3. Results and discussion 3.1. Structural characterization The profilometer light microscope has been used to discover

structure and roughness of sensor surface and to display 2D and 3D surface profile of the sample. Profilometar 2D and 3D results of sensor with aluminium electrodes are presented in Fig. 3, whereas for sensor with gold electrodes are displayed in Fig. 4. The presented results are on the sensors before the layer of MWCNTs film was applied. The 2D pictures of sensors are depicted with magnification of 5 and 20 times. From Figs. 3 and 4, it can be seen that a layer of aluminium foil and gold leaf on the Kapton is uniform and the edges of the fingers of the IDC capacitor are straight.
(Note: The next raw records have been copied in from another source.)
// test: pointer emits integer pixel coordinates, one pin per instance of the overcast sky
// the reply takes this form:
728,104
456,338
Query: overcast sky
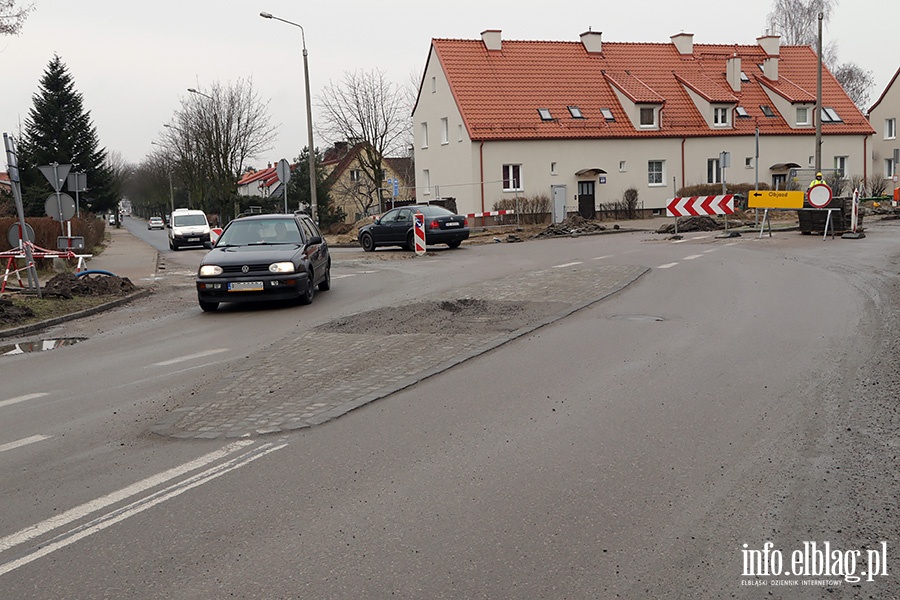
133,61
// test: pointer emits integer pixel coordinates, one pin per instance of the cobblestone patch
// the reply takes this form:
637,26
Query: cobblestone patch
344,366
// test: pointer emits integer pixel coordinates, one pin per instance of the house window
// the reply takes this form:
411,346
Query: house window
512,178
840,165
720,116
713,171
655,172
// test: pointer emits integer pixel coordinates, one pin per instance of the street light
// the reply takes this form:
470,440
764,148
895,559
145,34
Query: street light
312,157
169,169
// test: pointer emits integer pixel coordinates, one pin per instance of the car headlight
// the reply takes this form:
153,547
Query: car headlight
210,270
285,267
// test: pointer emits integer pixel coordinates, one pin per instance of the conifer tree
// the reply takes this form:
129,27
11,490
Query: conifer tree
58,129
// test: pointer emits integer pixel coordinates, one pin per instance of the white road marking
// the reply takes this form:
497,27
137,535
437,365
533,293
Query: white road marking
173,361
23,442
87,508
116,516
18,399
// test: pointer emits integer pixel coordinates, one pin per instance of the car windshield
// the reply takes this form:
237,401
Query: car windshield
186,220
261,231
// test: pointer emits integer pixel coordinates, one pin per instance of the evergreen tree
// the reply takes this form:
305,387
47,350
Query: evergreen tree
58,129
298,191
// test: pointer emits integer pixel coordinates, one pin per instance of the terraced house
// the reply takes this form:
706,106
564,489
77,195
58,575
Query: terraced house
581,122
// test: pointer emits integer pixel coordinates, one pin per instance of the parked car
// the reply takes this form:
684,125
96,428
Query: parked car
265,257
188,228
395,228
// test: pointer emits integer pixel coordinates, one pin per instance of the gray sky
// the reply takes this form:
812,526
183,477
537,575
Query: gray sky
133,61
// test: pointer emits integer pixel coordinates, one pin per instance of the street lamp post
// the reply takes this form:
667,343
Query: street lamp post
312,158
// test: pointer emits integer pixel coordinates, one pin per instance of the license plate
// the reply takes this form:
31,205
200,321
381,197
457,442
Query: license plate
246,286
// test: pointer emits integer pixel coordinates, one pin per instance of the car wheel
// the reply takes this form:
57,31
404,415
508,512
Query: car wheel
325,284
367,242
307,296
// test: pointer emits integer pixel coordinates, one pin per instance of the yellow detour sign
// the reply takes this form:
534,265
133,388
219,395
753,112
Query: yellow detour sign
775,199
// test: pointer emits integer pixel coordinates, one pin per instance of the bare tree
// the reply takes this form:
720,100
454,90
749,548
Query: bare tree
797,22
214,134
368,110
12,17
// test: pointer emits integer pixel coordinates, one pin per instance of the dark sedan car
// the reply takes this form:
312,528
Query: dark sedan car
395,228
265,257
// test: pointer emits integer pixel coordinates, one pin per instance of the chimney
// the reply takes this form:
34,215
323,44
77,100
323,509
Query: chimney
593,41
733,72
491,39
684,43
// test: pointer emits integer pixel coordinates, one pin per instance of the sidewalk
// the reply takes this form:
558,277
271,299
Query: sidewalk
126,256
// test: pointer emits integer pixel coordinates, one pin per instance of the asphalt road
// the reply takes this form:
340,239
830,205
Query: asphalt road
725,397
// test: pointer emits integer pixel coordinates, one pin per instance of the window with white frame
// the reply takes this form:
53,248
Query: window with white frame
655,172
512,178
713,172
720,116
840,165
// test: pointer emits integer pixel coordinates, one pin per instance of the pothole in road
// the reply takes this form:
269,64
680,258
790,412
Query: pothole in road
449,317
37,346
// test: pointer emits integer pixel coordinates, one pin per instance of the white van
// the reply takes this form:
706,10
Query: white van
188,228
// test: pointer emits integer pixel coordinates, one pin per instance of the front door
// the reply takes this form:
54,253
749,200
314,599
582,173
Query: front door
559,203
586,199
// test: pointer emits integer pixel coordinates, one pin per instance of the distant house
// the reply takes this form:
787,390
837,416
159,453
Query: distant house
883,116
353,190
581,122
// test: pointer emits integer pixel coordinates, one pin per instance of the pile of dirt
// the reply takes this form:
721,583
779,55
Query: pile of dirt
67,285
10,314
573,225
686,224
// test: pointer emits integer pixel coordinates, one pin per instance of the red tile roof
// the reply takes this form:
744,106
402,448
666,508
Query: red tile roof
498,93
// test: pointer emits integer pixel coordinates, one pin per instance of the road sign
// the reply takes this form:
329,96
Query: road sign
819,195
775,199
56,174
419,233
700,205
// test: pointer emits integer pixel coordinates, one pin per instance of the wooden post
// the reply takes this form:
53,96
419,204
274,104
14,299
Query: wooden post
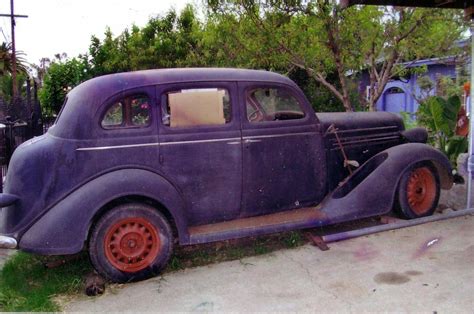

From 3D pictures can be seen that the thickness of the aluminium electrode is about 120 mm and the thickness of the gold electrode is around 90 mm. Structural characterization of sensors without layer of MWCNTs film were done with scanning electron microscopy (SEM). SEM micrographs of two types of sensors were presented in Fig. 5. It can be seen from this figure that magnification for SEM measurements were 300 and 250 times, respectively. From Fig. 5a, where the layer of aluminium electrode is depicted, it can be seen that thickness of electrode is around 115 mm which coincides with the result from 3D measurements done using Profilometer. Also from Fig. 5b, where the layer of gold electrode is displayed, it can be seen that thickness of electrode approximately 93.6 mm which is a very good agreement with profilometer measurement. The thickness of the surface layer of the electrode of the sample with aluminium is higher than the thickness of the surface layer of the electrode of the sample with gold electrodes.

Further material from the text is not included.